Sort bug causes data loss

Guy Harris guy at auspex.auspex.com
Thu Sep 20 03:21:38 AEST 1990


>The next clue is from the System V manual page again:
>
>     -n	  An initial numeric string, consisting	of optional
>	  blanks, optional minus sign, and zero	or more	digits
>	  with optional	decimal	point, is sorted by arithmetic
>	  value.  The -n option	implies	the -b option (see
>	  below).  Note	that the -b option is only effective when
>	  restricted sort key specifications are in effect.

And a further clue comes from the SunOS 4.0.3 manual page:

  SYSTEM V DESCRIPTION
       When no fields are specified in the command line, the System
       V version of sort treats leading blanks as significant, even
       with the -n (numeric collating sequence) option; the lines:
            123
              23

       are collated as:
              23
            123

I.e., this is one of the places where the SunOS "/usr/bin/sort" and
"/usr/5bin/sort" differ in their behavior.
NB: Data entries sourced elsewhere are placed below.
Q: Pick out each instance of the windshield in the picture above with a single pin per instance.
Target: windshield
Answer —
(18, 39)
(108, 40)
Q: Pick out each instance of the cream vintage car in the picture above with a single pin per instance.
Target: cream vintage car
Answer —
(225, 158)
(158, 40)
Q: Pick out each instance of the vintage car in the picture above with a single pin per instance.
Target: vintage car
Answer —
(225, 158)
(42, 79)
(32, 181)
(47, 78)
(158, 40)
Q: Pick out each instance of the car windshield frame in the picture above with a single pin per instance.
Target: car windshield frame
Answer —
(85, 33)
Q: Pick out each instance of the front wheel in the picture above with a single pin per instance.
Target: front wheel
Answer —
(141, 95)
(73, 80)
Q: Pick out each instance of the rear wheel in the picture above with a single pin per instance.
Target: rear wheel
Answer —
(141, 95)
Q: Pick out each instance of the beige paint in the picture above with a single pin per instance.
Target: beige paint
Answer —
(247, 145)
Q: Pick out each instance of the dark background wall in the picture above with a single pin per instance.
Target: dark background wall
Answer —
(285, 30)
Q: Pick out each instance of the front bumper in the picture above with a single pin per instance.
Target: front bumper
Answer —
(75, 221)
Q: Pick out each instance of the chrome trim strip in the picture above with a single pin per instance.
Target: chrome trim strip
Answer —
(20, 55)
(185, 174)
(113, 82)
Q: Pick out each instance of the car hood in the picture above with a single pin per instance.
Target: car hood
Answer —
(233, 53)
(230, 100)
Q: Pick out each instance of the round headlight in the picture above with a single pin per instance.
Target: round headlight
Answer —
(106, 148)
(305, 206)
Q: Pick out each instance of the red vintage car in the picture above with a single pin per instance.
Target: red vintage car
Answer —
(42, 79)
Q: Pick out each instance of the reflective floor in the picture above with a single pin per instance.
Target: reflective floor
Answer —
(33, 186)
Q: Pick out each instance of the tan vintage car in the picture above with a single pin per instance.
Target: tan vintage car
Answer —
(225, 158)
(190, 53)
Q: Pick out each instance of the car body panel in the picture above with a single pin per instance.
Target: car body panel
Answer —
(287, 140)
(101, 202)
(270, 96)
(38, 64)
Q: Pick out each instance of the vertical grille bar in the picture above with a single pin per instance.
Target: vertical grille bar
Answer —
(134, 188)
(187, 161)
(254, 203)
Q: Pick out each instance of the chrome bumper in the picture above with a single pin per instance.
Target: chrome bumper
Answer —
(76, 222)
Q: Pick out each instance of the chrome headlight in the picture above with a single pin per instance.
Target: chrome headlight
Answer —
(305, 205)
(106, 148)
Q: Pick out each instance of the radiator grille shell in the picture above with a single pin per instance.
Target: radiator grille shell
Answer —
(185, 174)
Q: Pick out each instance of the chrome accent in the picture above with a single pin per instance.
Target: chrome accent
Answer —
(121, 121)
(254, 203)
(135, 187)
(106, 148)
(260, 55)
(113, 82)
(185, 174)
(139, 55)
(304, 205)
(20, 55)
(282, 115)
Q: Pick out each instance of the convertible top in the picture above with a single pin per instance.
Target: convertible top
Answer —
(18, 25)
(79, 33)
(They're both built from the same source code, BTW, which is basically
the S5R2 "sort", that being significantly faster than the V7-vintage
sort that comes with 4.3BSD; see J. P. Linderman's paper in the
October 1984 AT&T Bell Laboratories Technical Journal, October 1984,
Vol. 63 No. 8 Part 2 - the second special UNIX issue - which discusses
work on sorting that, I think, got into the S5 sort in S5R2.  There's an
"#ifdef S5EMUL" that governs which of the behaviors is selected.)